Selon nos trois catégories retenues initialement, les apports
ne sont pas du même ordre.
• La notion
d’articulation
sonore est fort peu éclairée
par les commentaires dans les entretiens après coup : il y
a bien la distinction d’un « avant » et d’un « arrière » mais
c’est le découpage spatial qui est déterminant. La modalité
du passage de l’un à l’autre n’est pas identifiée en tant que
telle. Les énoncés faits de mémoire immédiatement après
l’expérience ne nous ont pas montré la pertinence de cette
notion appliquée à l’une des parties quelconques du dispositif.

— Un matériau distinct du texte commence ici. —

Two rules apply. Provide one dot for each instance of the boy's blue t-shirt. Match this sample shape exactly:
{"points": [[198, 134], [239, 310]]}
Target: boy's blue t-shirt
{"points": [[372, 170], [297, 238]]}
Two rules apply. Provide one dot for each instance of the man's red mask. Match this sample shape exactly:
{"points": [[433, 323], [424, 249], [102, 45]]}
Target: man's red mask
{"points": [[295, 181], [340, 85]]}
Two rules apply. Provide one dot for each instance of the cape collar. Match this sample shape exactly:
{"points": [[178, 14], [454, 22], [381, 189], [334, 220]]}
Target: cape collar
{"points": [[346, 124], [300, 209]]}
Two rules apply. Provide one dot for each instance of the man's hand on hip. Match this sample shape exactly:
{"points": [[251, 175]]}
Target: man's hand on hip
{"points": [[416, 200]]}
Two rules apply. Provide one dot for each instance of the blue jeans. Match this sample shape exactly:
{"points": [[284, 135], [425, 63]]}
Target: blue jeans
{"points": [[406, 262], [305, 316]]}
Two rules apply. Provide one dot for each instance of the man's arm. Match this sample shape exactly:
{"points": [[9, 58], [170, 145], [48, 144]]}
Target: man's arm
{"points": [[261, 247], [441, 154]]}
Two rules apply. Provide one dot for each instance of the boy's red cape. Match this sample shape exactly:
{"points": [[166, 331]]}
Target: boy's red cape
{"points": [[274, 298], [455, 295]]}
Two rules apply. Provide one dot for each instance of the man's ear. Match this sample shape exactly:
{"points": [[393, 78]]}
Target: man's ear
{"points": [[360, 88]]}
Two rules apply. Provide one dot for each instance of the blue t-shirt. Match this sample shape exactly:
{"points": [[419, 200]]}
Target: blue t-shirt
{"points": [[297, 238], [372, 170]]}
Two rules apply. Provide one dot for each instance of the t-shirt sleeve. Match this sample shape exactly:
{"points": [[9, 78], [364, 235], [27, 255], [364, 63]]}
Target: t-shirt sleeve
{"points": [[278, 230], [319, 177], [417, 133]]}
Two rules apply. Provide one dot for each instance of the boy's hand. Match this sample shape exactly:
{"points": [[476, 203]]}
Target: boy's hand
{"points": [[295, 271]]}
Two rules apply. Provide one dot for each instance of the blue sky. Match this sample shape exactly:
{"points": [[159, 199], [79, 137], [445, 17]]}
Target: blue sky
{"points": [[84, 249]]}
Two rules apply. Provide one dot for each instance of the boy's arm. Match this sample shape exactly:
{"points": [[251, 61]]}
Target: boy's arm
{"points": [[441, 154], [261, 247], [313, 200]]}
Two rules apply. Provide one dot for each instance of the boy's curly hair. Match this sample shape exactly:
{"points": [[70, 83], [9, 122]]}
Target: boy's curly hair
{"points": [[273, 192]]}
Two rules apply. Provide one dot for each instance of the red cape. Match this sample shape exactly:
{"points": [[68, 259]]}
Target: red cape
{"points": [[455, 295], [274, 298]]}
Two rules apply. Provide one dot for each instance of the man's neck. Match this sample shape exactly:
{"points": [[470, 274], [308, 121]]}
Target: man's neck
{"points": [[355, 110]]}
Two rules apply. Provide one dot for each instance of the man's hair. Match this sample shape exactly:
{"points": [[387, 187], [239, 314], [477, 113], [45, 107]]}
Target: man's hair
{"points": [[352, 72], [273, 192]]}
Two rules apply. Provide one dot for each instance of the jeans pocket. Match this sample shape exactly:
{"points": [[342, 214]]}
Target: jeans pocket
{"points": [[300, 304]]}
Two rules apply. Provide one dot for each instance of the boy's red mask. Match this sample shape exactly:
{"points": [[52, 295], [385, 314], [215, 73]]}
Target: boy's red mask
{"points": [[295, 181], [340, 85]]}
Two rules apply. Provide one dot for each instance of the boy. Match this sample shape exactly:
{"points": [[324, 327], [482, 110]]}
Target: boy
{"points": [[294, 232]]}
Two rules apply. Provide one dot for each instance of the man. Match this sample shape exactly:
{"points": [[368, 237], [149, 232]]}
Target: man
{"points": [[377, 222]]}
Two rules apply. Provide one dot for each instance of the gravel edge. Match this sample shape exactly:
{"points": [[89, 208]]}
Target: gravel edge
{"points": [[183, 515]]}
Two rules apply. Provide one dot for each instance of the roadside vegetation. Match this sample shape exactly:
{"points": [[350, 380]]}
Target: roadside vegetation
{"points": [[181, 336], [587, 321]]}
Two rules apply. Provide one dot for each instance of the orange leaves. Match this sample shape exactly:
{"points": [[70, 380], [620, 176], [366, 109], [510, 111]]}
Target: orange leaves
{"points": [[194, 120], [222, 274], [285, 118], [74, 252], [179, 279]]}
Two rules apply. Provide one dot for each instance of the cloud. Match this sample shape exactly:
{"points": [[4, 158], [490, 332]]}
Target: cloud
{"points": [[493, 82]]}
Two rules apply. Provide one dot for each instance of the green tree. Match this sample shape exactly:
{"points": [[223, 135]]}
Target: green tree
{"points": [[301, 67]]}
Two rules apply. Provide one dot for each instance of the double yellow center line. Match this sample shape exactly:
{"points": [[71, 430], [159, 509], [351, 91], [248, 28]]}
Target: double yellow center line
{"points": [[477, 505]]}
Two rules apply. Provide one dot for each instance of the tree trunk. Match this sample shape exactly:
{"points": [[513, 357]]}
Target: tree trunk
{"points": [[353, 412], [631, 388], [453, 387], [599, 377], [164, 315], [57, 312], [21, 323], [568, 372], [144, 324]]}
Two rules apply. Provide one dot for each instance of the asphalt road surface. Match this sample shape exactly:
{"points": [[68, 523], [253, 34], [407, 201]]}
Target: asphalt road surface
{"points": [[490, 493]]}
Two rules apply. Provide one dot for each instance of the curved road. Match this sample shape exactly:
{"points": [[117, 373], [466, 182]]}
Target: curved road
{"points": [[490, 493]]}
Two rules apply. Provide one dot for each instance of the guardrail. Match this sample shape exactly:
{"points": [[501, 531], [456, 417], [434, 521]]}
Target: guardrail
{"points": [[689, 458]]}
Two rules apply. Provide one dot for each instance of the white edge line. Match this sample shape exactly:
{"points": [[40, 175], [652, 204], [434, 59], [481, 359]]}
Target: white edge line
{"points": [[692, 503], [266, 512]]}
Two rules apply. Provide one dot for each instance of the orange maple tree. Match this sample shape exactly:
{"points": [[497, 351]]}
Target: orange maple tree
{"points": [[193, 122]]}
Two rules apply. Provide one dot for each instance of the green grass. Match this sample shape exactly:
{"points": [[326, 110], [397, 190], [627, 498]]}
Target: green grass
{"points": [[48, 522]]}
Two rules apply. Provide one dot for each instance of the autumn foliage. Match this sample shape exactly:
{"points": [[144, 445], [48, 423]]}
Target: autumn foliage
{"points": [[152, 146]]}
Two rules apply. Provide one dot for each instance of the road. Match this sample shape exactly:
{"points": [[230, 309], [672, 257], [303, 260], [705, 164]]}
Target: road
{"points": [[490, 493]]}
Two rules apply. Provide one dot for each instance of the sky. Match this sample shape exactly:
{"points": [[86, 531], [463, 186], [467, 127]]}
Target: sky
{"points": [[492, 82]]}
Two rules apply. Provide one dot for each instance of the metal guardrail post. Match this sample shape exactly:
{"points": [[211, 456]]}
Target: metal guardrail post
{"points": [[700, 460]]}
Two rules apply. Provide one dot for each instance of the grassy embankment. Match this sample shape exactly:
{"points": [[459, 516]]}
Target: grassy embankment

De même dans le cheminement parallèle au dispositif que ce
soit « devant » ou « derrière » la structure de continuité sonore
est sensible même s’il y a bien une émergence dès lors qu’on
échappe à l’objet construit à l’une de ses extrémités (des
prises de son avec émission de bruit rose depuis la ligne des
haut parleurs le montre très bien). La porte qui fait office de
passage est empruntée plusieurs fois dans les deux sens,
certains s’y arrêtent un instant au seuil orienté vers la rue. Dans
l’observation des conduites, peu de choses rendent sensibles
ce qui se passe lorsque l’environnement change durant le
déplacement, il serait nécessaire pour cela de fabriquer un
dispositif de transition proprement dit qui structurerait une
telle expérience dans une durée plus importante.
On a remarqué toutefois des moments d’arrêts dans cette
articulation sans doute dus à différents facteurs. La transition
que nous avons fabriquée à travers ce passage (plutôt une
porte épaisse de 1 m 50) est trop brève dans la durée pour
être remarquable et vécue comme phoniquement articulante,
d’autres éléments ambiants dominent la structuration
perceptive (luminosité, espace du corps).
• Les observations des conduites et récits après expérience
ont permis de constater certaines mises en jeu de ce que nous
appelons des situations limites où l’auditeur constate que les
choses changent ou peuvent changer s’il effectue unmouvement
de rotation, d’inclinaison ou d’esquissemotrice en avant du corps.
Par exemple, certaines assises du fait de leur configuration
offrent la possibilité par une modification d’inclinaison du corps
d’être plus ou moins « dans » le son extérieur ou intérieur de la
partie la plus fermée. Et certains parcourants expérimentent
différentes positions de leur corps dans le dispositif notamment
lors de la séquence du téléphone.
L’expérience révèle plusieurs éléments intéressant les
situations limites.
Limites en mouvement : expérience du passage devant une
ouverture :
L’expérience de passer devant une ouverture dont le son est
qualitativement différenciée génère le potentiel d’action d’aller
plus loin, d’y « mettre la tête ».
P 13
10
: On passait à côté, on passait devant la porte mais on
entendait nettement quand on passait. En général on passait
toujours la tête pour écouter.
P5: Tant que t’arrives à la première poutre, le premier poteau
là, tu peux dire que ça fait vraiment une séquence d’espace
public extérieur. Quand tu passes la tête un peu, dans le
premier passage, c’est un espace public intérieur.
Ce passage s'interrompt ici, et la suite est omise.